Tenho, Sidney Magal. 


Voltei. Chupa.

quinta-feira, 3 de agosto de 2006

PARA LER DURANTE A PAUSA DESTE BLOGUE

Não consegue lembrar por que entrara na livraria. Lera muito durante anos, mas alguma coisa ocorrera no mundo. Ou fora ele que se afastara da poesia? Pior ainda: talvez a poesia não conseguisse mais tocar o seu coração ou os poetas houvessem perdido a capacidade de iluminar seu caminho. Ao acaso, tirou um livro da estante: A Milésima Segunda Noite.
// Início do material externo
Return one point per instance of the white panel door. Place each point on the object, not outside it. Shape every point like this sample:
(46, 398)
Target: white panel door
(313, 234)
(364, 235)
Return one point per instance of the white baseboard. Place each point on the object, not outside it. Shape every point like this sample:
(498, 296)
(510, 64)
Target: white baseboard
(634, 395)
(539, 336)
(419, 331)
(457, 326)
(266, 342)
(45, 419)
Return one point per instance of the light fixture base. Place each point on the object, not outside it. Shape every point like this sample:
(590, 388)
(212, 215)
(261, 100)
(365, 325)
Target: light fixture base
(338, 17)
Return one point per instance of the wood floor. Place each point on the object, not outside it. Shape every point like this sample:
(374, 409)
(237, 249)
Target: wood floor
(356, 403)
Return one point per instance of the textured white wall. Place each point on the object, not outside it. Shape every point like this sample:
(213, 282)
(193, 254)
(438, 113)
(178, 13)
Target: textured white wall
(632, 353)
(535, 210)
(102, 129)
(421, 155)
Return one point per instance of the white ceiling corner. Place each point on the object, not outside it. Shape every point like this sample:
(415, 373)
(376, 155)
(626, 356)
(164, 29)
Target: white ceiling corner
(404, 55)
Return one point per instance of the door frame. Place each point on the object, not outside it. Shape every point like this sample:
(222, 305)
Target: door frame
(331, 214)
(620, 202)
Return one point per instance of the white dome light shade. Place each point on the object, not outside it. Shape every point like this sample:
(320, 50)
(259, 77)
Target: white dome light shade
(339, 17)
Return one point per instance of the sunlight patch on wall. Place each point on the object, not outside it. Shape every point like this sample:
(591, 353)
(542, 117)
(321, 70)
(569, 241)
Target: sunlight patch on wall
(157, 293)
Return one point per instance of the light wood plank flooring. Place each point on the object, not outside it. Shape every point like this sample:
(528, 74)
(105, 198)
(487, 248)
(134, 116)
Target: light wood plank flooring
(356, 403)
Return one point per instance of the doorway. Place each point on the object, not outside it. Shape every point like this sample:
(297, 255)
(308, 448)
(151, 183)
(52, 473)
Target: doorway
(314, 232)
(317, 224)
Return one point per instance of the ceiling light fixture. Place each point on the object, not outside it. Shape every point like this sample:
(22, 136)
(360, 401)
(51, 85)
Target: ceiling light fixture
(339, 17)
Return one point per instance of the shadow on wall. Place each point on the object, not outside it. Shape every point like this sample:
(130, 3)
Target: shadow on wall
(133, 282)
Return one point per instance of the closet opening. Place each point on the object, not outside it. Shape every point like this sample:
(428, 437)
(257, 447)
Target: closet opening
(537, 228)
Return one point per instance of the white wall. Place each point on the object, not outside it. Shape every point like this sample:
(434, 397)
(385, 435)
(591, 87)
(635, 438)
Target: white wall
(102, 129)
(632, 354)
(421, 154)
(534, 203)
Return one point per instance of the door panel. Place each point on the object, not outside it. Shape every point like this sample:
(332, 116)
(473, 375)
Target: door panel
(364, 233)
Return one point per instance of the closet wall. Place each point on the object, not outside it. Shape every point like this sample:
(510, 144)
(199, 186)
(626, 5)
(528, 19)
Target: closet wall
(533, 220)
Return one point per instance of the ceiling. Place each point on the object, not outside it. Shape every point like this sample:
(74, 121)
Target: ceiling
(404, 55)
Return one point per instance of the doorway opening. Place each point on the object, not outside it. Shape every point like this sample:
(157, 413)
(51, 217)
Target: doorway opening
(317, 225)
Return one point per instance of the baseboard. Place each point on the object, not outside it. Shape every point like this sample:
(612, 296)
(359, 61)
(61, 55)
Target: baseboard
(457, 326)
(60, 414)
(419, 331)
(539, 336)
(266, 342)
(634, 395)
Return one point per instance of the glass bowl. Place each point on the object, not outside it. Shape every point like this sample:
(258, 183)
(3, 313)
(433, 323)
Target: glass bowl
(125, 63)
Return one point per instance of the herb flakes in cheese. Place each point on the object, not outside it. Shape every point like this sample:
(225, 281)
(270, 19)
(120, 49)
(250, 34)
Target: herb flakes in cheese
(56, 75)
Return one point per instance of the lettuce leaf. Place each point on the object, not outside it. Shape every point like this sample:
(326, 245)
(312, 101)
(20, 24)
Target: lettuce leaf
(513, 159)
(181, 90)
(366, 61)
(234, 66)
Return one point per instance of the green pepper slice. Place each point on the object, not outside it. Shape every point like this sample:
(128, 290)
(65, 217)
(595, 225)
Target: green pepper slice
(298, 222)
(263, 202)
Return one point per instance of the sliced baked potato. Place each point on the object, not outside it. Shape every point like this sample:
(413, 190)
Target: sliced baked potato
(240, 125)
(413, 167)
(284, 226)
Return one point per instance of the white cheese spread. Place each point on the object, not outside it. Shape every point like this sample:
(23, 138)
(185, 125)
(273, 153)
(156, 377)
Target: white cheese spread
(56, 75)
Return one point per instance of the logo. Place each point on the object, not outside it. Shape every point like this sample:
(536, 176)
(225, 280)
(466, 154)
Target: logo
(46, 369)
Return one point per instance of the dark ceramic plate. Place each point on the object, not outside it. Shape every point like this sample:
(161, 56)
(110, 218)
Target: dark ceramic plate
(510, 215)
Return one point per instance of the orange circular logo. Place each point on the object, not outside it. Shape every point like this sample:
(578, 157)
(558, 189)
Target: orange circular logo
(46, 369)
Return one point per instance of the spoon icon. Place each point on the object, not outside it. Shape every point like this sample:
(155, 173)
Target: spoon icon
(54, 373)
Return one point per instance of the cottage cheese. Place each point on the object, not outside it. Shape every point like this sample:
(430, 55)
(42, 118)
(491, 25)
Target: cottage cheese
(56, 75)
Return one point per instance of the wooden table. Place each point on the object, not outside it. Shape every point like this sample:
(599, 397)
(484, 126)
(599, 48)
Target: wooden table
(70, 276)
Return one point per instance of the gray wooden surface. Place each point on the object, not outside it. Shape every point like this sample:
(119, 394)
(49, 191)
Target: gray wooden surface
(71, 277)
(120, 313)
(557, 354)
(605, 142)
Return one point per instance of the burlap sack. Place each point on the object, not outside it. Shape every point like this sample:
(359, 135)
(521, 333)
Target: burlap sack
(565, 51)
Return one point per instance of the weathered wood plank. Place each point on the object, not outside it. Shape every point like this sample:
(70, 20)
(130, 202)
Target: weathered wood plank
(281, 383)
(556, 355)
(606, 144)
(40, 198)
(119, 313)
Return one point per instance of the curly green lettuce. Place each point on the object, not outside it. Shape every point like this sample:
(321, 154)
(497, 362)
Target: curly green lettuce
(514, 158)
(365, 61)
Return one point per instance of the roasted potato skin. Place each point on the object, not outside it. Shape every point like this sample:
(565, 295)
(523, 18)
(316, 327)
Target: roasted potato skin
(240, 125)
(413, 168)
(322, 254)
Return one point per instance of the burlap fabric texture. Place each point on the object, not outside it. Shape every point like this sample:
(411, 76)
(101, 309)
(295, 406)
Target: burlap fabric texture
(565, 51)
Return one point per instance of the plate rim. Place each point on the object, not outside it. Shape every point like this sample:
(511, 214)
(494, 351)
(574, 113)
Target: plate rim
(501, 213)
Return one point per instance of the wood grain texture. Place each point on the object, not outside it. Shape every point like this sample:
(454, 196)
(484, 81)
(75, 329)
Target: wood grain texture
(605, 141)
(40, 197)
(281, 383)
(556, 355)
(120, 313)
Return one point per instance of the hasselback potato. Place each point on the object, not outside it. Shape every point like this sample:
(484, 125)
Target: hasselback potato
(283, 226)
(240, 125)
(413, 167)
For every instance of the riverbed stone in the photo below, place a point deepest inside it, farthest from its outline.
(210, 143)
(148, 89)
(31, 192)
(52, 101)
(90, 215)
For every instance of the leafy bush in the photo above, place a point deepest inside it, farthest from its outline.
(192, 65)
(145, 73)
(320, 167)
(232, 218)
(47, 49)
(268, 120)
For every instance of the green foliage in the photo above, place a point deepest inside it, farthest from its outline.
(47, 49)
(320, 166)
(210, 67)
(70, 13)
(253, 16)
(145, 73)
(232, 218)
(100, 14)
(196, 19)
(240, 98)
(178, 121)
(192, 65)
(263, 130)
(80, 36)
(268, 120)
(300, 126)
Lembrou das Mil e Uma Noites, na excelente tradução de Richard Burton, e agora se lembrava que fora muito feliz naquele tempo. Depois a vida - ou teria sido a realidade que às vezes confundimos com a vida? - se abatera sobre ele com toda a sua inexorável indiferença. E ele se deixara ir vivendo cercado de compromissos, obrigações, contratos, dívidas. Começou a ler a contracapa do livro que falava de um homem que de repente se via numa livraria lendo a contracapa de um livro chamado A Milésima Segunda Noite. O autor era Fausto Wolff. Já ouvira falar dele. Erea um diretor de novelas de TV. Não, ele não gostava de novelas. Ao seu lado, uma mulher bonita, dona de uma beleza vivida, mas de pazes com a vida. Ele também precisava fazer as pazes com a vida ou fazer com que a vida fizesse as pazes com ele. Observou que a mulher tinha o mesmo livro na mão e lia a mesma contracapa. 

Ela sorriu um sorriso terno e por um momento pensou que choraria, mas começou a rir baixinho e disse para o homem de olhos tristes: 

- O senhor notou que o autor está falando de nós? 

Ele não respondeu. Apenas confirmou com a cabeça. Seus olhos se encontraram, e a perplexidade dele fundiu-se com o mistério dela, e ele foi invadido por uma sensação de leveza que há muito julgara ter perdido. 

Tentou dizer alguma coisa, mas a bela mulher adiantou-se: 

- Não diga nada. Ainda temos mil e uma noites pela frente. 

Fausto Wolff, A milésima Segunda Noite.